While not quite so bloody as my other picks, the Carolingians certainly did have enough drama and political intrigue to make for a decent show. I’d kick off season 1 with Charlemagne – the entire season devoted to his rule, starting with his. Charlemagne is a well known historical figure, so for the the second season, I’d change it up a bit and focus on his son and successor, Louis the Pious and the rebellion of his 3 sons: Lothair, Pepin of Aquitaine and Louis the German. After Charlemagne dies in 814, Louis becomes ruler of the Franks. He decides to include his sons in his government but that fatherly gesture turns out to be a bad idea when they rebel against him in 3 civil wars. Louis also didn’t fare quite as well as his father – his paranoia saw him send all his unmarried sisters to nunneries so they wouldn’t marry any competition and he sent his cousins to monasteries to remove any threat to his crown. He was embroiled in a nasty scandal after he blinded his nephew (his brother, Pepin of Italy’s son) because he thought he was plotting against him. Even after Bernard willing met him to surrender, Louis sentenced him to death and then commuted the sentence to blinding. Unfortunately, for Louis this ended up killing Bernard 2 days later and it left a bad mark on Louis for the remainder of his rule. There is no angle here, just a good story about a legendary king, and his dynasty.

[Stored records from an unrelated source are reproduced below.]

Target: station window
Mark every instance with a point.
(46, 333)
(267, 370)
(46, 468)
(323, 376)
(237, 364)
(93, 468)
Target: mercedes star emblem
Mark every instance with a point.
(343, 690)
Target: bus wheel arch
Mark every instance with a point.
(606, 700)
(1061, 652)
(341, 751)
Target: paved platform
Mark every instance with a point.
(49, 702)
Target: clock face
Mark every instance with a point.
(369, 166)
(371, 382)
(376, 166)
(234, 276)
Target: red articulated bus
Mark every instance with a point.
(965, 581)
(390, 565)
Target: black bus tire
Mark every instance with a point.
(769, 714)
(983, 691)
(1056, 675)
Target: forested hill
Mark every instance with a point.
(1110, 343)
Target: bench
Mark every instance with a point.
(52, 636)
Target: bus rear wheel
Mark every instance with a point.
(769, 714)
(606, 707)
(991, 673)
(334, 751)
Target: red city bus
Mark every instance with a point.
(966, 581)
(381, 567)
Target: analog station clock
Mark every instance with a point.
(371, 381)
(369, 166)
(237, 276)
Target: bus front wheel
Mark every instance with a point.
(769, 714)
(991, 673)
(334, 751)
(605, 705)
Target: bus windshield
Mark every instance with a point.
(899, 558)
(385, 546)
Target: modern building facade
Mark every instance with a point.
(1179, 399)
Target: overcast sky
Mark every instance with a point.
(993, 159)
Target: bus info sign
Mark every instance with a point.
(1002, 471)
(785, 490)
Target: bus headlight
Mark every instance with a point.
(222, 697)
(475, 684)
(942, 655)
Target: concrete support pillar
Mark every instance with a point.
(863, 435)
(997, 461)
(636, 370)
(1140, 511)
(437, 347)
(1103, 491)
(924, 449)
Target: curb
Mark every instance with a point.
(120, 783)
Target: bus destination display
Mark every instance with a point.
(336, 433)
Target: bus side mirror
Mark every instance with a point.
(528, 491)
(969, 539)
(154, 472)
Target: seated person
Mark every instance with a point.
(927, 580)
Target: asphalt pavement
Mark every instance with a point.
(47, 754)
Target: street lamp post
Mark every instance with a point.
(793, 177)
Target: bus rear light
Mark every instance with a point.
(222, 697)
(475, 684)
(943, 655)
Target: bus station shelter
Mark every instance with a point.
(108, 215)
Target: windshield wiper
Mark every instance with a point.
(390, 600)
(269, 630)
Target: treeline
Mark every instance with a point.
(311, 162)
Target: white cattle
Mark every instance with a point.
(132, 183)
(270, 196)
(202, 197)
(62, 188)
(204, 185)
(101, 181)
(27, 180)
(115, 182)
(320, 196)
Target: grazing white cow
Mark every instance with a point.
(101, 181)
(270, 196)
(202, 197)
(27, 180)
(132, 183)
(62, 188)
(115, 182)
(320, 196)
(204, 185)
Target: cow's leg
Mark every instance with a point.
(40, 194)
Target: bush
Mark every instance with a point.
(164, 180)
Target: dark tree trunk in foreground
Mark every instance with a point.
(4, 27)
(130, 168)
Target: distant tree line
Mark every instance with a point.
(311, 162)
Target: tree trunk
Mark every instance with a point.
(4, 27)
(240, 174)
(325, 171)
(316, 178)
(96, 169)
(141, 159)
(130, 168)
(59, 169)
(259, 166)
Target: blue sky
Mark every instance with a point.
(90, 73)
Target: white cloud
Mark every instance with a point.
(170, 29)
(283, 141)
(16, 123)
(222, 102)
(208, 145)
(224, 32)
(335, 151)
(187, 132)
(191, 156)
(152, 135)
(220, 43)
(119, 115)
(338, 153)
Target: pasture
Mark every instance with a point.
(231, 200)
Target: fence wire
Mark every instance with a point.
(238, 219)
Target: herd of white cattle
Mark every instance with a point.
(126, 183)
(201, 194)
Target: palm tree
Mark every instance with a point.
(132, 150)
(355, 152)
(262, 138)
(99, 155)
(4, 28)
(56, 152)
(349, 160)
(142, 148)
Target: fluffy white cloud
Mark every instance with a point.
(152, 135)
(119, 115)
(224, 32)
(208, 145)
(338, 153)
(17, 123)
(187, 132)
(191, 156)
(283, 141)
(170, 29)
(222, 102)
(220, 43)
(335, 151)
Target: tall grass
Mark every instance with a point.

Medieval Murder: Gilles de Rais
If you’ve watched the shows, Dexter, The Fall, or The Following, this is where I’m going with this serial killer angle. I’d like a show about catching a serial killer but in a medieval setting. Gilles de Rais gives us that. A knight from a noble family, a commander in the French Royal Army, Marshal of France, and eventually, a convicted serial killer, who mainly preyed upon young boys. It’s said he killed anywhere between 80-200 children, ages 6-18. However, because he burned most of the bodies, the figure could be much higher. The show would end, obviously, with his trial and execution, but you could have a few seasons leading up to his capture, the hideous crimes he committed, and how he was eventually discovered. In 1992, a trial was held to try and rehabilitate De Rais’s image and he was found “not guilty”, however, this re-trial was very controversial and many scholars disagreed with the outcome. There is a ton of material to work with here to pull off a chilling drama: he was “buddies” with Joan of Arc, he was an accused murderer, he supposedly dabbled in the occult, and he’s the inspiration for the grisly fairy tale, Bluebeard. I’d say that all adds up to some interesting episodes.